稔の足跡に気づいた彼女は、今度は逃げずに、話し始めた。


「稔君、実はね私明日行かなきゃダメなの。もうパスポートも手続きしちゃっててさ。」



「え、どこに行くの?」


「次は冬に行くの。」


「冬?」


その聞いたことのない言葉に稔は言葉を詰まらせた。


「私のカメラのフォルダの画像に見たことのない景色があったでしょ?あれはね、稔君が住む季節とはまた違う季節の風景なの。
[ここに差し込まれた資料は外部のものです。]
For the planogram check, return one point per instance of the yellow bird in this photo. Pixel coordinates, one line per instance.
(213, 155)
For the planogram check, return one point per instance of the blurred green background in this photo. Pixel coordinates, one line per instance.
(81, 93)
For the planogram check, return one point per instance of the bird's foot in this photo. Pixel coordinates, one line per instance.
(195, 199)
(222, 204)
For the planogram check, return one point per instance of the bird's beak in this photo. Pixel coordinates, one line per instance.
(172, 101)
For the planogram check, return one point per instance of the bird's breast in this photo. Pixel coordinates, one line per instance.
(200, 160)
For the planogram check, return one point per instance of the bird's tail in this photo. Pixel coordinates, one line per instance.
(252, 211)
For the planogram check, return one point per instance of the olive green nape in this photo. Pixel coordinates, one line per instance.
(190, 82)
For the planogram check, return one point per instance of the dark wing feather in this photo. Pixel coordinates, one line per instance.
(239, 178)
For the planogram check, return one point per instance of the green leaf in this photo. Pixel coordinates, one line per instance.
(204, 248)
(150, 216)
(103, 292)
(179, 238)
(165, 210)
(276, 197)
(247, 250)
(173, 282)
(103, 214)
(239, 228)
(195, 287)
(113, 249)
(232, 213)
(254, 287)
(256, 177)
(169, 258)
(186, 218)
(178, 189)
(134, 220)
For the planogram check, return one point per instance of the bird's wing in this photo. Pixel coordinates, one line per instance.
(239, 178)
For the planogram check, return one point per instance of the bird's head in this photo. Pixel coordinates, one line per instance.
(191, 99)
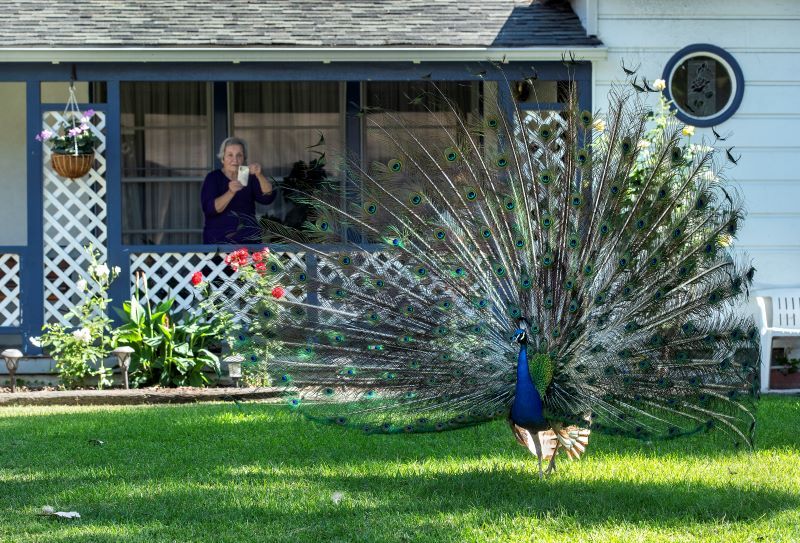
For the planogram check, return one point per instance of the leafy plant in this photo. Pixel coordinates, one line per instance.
(77, 351)
(170, 350)
(257, 268)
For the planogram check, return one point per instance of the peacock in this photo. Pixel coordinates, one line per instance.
(570, 272)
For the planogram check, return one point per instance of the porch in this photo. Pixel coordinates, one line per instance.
(159, 127)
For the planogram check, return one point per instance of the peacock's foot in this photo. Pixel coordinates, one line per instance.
(551, 466)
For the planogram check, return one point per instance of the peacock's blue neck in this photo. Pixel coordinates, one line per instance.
(526, 411)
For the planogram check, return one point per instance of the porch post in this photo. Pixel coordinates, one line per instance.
(32, 261)
(120, 290)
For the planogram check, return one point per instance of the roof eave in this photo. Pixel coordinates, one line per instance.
(297, 54)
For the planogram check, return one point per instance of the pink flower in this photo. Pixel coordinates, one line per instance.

」


「どういうこと?」


稔の頭の中は真っ白になった。



「私達が住む世界にはね、春、夏、秋、冬の4つの季節があるの。

そして私のように4つの季節を行き来する人もいればあなたみたいに秋だけに住む人もいるの。」


「え?」


「簡単に言えば、外国みたいなものよ。

あなたにとっては信じられない話かもしれないけど、これは事実。」


「そうなんだ。君、明日、冬という季節に行ってしまうんだね。」


頷く彼女に、稔の心にぽっかり穴があいた。

稔は他に何か言わなければならない気がしたが、何も言葉にできなかった。


そのまま、朝を迎えた稔は、自分のカメラのフォルダを見た。稔の撮っていた写真は全て秋に囲まれた彼女の姿だった。
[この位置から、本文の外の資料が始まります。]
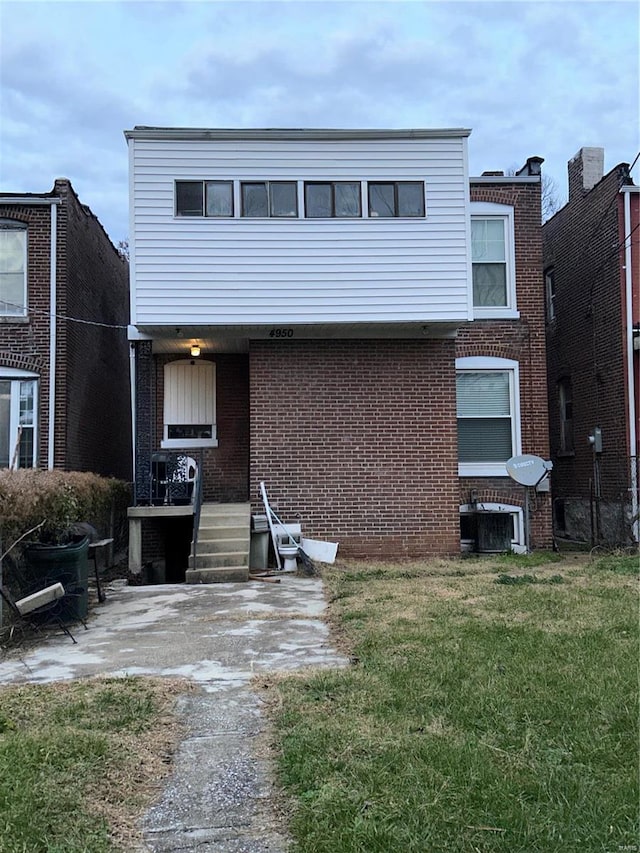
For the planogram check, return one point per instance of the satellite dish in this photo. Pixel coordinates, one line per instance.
(528, 469)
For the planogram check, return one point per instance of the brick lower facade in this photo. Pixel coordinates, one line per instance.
(359, 437)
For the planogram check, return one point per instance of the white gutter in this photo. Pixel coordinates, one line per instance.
(630, 376)
(293, 134)
(52, 336)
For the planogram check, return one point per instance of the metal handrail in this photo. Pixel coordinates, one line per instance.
(197, 504)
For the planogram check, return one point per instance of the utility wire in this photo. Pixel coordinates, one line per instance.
(66, 317)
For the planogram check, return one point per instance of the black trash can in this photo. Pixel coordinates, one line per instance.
(67, 564)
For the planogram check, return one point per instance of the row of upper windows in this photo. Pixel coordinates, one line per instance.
(321, 199)
(492, 251)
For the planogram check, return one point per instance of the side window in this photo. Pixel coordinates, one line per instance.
(488, 415)
(493, 260)
(18, 420)
(396, 199)
(189, 404)
(550, 293)
(269, 198)
(13, 268)
(565, 400)
(204, 198)
(332, 199)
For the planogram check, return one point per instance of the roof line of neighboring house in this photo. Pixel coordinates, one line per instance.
(54, 196)
(144, 132)
(505, 179)
(624, 175)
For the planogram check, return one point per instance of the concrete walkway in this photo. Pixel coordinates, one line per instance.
(220, 796)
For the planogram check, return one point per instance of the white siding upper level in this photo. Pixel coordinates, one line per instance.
(232, 271)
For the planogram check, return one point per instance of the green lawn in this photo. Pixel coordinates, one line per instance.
(79, 761)
(491, 706)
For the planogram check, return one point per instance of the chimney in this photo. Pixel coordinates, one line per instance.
(533, 167)
(585, 170)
彼女に対しての気持ちに気づいた稔は家を飛び出し、いつもの公園に行った。

彼女は公園のベンチに座っていたが、稔が駆け寄る前に立ち上がって去ろうとしていた。


「待って!!」


稔の息を切らしながら叫んだその声で彼女はこちらを向いた。


「稔君?!どうして?!」


「言わなきゃいけないことがあって。

俺、秋もともと好きじゃなかったけど、君のおかげで秋が好きになった。

ありがとう。」


彼女の頰に涙が流れた。


彼女が涙を拭き終えた後、彼女はこう言った。


「ねえ、一緒に来る?」


「行ってみたいけど、僕は秋の住人だからここにいるよ。そして、君がまた来るのを待ってる。」


「そっか。ありがとう。」


彼女はそう言うともう一度瞳に涙を浮かべた。


稔は寂しくも笑顔で手を振ってお別れをした。

彼女はその後冬行きの便に乗って姿を消した。


それから稔は彼女が冬にいても春にいても夏にいても、ずっと彼女が秋にまたやってくることを信じながら秋を楽しむようになった。
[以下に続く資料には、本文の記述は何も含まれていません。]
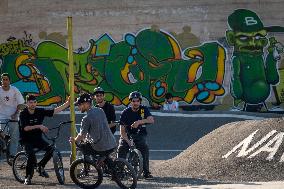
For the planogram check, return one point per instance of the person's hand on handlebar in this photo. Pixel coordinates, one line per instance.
(43, 128)
(136, 124)
(72, 139)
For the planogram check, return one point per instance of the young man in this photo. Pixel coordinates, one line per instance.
(99, 96)
(170, 104)
(31, 129)
(11, 101)
(132, 121)
(94, 127)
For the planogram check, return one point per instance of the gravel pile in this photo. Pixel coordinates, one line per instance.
(204, 159)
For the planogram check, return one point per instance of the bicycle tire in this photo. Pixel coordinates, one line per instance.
(123, 170)
(78, 178)
(8, 155)
(19, 166)
(58, 167)
(135, 159)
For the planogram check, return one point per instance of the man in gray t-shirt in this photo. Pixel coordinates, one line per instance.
(94, 126)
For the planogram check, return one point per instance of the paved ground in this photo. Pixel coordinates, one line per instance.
(164, 145)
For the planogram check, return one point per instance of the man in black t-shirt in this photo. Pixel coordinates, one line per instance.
(133, 121)
(31, 129)
(99, 96)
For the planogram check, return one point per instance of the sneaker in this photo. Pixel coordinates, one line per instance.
(148, 176)
(42, 172)
(28, 181)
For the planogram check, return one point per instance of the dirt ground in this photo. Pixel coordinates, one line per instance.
(7, 180)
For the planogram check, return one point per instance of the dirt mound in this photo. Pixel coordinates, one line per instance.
(239, 151)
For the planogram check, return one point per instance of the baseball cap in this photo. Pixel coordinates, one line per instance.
(99, 90)
(85, 97)
(245, 21)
これは秋という1つの季節に住み続ける稔が四季を旅する女性に出会って、秋の楽しさと素晴らしさを知った日常にありそうでない不思議な物語。


1年後。

「稔君!」


稔が名前を呼ばれて振り返るとカメラを首から下げた女性が微笑んでいた。

稔はこちらを向く彼女にピントを合わせシャッターを押した。

周りにはいつものように綺麗な紅葉の赤と銀杏の黄が広がっていた。


私達は普通に四季を過ごしています。しかし、四季の外国も存在します。毎日乾き果てた土地の上で生きている人もいます。そんな中、四季を体感できる私達は幸せなのではないでしょうか。主人公の稔が、秋を好きでないのは、それが当たり前だと思っていたからです。私達もいつも見ている風景には何も感じていませんよね。もし、私達もずっと秋を過ごしていたら紅葉や銀杏が綺麗だとか、美しいとかそんな感動する気持ちは出てこないと考えます。桜が咲く季節、海に入れる季節、果物が実る季節、雪が降る季節、そんな季節があるから、次の季節が来るごとに飽きもせずワクワクするのです。それくらい季節が変わるということは大切なことで特別なことなのです。